Construction of transgenic Arabidopsis lines

For molecular complementation analysis, the bacteriophage P1 clone MAF19 was obtained from the Kazusa DNA Research Institute (Yana, Kisarazu, Chiba, Japan), amplified in E. coli, purified using the Qiagen Plasmid Midi Kit, and subjected to restriction with NsiI. An approximate 7.1 kb fragment containing the VIP4 transcriptional unit and adjacent intergenic regions was cloned into the PstI site of binary vector PZP212 (Hajdukiewicz et al., 1994), and introduced into the vip4-1 mutant background. For antisense expression and constitutive expression, a DNA segment containing the VIP4 transcribed region was amplified by PCR using primers CVN4-F1 and CVN4-R2 (5′..AGGCAAACACAAGCTCACTATC..3′), and cloned into the BamHI site of binary vector pPZP201:BAR:35S in reverse (for antisense expression) or forward (for constitutive expression) orientations. The pPZP201:BAR:35S plasmid was engineered by inserting the cauliflower mosaic virus (CaMV) 35S promoter from plasmid pBI121 (Clontech) into the XbaI site of pPZP201:BAR (above).

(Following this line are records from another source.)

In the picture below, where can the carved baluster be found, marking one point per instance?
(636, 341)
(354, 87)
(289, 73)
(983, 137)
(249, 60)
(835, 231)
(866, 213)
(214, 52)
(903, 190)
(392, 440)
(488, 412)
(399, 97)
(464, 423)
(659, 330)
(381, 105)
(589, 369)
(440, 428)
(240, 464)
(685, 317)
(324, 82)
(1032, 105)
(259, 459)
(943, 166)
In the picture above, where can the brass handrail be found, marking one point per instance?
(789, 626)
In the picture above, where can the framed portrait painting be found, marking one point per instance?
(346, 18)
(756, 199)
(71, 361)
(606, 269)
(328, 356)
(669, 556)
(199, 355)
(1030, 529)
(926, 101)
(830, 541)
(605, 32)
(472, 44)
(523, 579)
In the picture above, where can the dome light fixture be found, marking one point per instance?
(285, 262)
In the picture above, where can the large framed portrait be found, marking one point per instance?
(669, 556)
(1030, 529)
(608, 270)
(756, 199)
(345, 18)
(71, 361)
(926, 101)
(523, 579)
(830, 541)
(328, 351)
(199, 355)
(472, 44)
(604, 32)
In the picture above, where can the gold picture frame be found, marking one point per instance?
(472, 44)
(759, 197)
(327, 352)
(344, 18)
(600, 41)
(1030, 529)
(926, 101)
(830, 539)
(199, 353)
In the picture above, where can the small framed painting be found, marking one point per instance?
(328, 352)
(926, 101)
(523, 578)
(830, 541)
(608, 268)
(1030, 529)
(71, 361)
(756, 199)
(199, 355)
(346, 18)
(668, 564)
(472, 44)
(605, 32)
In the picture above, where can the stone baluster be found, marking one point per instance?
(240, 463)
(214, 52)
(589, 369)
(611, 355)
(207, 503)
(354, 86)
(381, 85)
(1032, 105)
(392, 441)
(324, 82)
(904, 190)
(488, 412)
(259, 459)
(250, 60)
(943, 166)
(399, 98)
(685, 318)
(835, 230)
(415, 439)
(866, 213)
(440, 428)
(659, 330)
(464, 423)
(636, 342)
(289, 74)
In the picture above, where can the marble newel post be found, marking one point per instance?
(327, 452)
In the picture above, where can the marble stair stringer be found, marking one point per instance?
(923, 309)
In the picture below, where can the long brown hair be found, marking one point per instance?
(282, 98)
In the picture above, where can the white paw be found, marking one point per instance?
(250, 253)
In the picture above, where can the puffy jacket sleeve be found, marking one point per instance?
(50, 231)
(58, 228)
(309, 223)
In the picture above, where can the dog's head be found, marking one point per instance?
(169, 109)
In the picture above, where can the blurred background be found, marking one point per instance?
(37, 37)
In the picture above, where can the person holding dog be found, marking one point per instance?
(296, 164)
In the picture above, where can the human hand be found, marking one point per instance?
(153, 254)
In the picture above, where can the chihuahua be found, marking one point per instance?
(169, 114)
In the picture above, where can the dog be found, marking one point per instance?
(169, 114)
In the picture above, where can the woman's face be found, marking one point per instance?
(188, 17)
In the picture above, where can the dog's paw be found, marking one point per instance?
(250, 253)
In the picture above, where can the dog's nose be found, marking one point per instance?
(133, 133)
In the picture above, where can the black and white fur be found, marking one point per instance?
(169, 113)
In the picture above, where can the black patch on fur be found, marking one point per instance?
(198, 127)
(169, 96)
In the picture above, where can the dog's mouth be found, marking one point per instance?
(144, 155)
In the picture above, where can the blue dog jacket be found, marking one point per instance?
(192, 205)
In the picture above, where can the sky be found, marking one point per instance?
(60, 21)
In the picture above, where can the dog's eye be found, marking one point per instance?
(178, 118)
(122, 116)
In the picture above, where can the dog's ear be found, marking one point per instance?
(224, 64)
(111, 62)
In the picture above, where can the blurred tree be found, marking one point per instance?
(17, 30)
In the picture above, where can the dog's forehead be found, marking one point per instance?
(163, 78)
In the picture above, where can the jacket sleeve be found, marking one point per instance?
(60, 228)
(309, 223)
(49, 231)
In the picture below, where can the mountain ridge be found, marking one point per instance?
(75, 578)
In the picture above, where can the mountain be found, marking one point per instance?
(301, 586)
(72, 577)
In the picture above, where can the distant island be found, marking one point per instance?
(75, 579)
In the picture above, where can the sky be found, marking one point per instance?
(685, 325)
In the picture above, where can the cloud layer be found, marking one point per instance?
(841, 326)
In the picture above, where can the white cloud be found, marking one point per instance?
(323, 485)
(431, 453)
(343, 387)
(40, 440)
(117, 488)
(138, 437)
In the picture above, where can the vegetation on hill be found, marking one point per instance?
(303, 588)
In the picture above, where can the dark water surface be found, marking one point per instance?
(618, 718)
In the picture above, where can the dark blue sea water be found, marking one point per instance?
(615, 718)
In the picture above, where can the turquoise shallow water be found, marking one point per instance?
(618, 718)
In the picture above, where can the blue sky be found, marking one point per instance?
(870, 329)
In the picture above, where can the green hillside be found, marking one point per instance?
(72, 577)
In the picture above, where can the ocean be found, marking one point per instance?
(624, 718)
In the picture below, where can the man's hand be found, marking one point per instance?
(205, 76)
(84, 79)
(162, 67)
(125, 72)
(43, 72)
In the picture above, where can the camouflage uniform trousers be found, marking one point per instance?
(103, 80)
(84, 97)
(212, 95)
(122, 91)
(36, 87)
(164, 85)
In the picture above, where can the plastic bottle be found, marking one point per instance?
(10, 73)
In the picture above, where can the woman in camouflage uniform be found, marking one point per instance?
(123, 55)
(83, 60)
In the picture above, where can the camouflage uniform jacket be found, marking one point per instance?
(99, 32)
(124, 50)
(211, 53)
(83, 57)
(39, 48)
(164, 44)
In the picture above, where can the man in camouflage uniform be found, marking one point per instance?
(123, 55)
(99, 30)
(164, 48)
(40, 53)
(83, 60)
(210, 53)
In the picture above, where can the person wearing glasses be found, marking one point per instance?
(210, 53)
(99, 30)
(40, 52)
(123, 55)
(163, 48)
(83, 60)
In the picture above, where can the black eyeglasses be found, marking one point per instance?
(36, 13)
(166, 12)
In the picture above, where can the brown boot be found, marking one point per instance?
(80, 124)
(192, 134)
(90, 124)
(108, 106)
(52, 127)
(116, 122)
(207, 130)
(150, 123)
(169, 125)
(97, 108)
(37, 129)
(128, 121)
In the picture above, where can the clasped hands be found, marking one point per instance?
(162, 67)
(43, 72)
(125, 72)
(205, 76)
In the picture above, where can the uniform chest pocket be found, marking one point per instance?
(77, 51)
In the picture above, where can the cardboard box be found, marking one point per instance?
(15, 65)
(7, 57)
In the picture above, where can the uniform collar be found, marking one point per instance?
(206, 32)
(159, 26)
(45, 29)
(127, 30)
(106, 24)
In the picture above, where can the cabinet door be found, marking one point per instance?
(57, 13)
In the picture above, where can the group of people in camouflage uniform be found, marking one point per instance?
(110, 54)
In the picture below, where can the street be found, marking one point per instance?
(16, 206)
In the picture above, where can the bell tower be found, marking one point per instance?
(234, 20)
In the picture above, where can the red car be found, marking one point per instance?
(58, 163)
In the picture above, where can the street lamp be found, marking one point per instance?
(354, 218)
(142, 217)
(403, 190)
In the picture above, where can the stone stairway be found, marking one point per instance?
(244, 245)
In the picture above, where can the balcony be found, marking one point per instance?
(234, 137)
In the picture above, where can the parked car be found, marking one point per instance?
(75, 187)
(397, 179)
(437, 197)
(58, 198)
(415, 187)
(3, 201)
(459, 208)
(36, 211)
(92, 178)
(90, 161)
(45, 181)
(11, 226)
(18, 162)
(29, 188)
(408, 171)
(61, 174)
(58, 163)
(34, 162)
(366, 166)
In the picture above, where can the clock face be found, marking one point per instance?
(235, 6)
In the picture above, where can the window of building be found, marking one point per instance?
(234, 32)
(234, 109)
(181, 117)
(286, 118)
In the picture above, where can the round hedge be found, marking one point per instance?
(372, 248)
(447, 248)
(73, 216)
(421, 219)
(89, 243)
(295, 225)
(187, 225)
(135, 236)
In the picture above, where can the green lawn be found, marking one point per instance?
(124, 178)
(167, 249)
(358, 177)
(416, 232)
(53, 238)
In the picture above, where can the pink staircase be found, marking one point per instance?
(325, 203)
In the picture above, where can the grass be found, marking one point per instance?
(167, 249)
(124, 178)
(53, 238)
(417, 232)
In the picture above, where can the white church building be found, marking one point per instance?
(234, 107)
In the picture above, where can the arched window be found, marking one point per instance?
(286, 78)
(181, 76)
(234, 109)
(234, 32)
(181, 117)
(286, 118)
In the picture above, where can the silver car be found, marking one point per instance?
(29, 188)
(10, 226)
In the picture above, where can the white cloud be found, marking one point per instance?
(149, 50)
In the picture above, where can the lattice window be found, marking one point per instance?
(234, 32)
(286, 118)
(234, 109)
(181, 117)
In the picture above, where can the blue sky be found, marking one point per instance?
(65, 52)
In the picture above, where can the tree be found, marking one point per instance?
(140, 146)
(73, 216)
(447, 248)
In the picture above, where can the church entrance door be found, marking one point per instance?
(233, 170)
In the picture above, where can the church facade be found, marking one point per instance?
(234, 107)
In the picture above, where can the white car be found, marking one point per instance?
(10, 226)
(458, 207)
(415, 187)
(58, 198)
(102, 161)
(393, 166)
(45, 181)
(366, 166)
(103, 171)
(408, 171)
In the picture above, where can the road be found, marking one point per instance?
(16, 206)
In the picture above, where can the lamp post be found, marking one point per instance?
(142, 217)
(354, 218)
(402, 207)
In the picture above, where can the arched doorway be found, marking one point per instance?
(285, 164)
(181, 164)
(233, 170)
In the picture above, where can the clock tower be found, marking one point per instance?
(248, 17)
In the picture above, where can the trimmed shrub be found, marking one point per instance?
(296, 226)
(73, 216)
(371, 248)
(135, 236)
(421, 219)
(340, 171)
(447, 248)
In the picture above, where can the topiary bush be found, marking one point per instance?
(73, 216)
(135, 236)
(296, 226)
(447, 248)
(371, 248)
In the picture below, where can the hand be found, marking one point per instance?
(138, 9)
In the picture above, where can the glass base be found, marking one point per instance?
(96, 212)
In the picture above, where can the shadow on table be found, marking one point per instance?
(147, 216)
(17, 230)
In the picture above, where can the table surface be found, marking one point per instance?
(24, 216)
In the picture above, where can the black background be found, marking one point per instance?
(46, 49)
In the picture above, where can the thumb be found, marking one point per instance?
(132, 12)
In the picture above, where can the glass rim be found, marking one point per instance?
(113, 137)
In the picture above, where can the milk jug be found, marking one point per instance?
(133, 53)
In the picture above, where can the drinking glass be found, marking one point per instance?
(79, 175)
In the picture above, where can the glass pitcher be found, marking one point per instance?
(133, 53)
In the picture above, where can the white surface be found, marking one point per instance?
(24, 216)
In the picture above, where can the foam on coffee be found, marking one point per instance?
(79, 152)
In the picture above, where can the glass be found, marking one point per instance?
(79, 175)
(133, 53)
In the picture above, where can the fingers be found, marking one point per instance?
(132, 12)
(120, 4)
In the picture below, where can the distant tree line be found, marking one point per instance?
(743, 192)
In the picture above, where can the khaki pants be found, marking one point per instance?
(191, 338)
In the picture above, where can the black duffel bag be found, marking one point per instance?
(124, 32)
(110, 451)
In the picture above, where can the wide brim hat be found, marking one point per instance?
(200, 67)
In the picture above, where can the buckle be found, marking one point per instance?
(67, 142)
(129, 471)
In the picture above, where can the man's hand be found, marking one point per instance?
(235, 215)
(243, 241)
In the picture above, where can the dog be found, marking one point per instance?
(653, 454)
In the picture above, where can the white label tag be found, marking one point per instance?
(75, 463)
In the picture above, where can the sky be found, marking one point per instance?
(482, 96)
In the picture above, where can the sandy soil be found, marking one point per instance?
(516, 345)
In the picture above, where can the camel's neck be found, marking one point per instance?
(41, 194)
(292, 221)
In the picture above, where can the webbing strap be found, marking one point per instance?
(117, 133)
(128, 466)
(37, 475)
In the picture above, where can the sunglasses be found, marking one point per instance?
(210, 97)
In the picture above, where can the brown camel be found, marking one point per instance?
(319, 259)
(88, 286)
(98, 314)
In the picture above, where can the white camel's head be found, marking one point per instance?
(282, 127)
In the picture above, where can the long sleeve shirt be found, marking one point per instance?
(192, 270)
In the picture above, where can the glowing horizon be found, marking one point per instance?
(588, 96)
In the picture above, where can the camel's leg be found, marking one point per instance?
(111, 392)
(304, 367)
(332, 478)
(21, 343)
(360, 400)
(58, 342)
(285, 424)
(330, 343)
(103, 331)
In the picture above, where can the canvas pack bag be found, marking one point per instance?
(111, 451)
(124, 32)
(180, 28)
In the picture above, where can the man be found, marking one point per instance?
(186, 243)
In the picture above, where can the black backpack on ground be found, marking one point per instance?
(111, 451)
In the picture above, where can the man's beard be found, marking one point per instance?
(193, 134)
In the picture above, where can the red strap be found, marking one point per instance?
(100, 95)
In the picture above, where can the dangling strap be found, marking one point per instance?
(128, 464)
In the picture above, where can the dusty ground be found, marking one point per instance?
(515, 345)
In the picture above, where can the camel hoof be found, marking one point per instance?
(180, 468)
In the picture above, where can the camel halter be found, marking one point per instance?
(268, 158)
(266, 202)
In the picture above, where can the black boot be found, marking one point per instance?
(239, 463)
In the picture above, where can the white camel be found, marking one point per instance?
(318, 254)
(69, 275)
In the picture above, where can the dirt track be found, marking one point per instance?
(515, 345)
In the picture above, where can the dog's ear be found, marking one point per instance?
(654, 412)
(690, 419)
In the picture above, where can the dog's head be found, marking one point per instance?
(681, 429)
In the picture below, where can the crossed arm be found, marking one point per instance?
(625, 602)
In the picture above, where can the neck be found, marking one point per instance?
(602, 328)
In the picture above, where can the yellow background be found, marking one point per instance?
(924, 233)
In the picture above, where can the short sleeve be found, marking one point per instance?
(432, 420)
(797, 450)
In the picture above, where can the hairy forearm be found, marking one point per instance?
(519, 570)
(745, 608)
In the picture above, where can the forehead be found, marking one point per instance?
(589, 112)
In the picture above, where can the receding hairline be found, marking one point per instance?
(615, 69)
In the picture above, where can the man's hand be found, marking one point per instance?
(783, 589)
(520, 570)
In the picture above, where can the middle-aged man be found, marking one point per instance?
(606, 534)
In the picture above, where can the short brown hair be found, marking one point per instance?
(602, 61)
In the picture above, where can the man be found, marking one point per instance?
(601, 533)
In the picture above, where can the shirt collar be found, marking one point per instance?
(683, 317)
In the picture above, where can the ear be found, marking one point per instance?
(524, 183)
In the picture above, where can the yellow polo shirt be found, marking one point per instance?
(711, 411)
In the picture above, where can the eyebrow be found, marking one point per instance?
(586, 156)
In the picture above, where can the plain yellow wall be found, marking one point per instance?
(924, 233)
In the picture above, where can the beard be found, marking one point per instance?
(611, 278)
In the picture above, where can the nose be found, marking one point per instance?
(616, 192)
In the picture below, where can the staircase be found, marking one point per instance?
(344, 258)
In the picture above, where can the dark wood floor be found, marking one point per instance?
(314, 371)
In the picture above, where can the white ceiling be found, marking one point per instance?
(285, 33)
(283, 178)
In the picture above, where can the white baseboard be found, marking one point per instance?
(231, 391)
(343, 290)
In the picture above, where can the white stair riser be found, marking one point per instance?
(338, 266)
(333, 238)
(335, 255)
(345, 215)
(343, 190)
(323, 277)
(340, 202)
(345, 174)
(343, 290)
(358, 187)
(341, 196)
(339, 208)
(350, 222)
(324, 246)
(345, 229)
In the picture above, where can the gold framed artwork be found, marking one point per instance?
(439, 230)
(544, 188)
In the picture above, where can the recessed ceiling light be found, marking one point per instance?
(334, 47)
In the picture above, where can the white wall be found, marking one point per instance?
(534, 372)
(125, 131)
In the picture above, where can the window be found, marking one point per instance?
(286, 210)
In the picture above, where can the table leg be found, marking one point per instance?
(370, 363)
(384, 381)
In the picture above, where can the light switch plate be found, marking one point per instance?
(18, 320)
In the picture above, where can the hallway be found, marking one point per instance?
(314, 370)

We thank Scott Michaels and Richard Amasino for contributing mutant lines vip4-2 and vip4-3, and for many helpful comments on this manuscript, and the Kazusa DNA Research Institute (Japan) for providing the Arabidopsis P1 clone MAF19. This work was supported by the Michigan Agricultural Experiment Station, and a US Department of Agriculture National Research Initiative Competitive Grant (79-35304-5108) to S.V.N.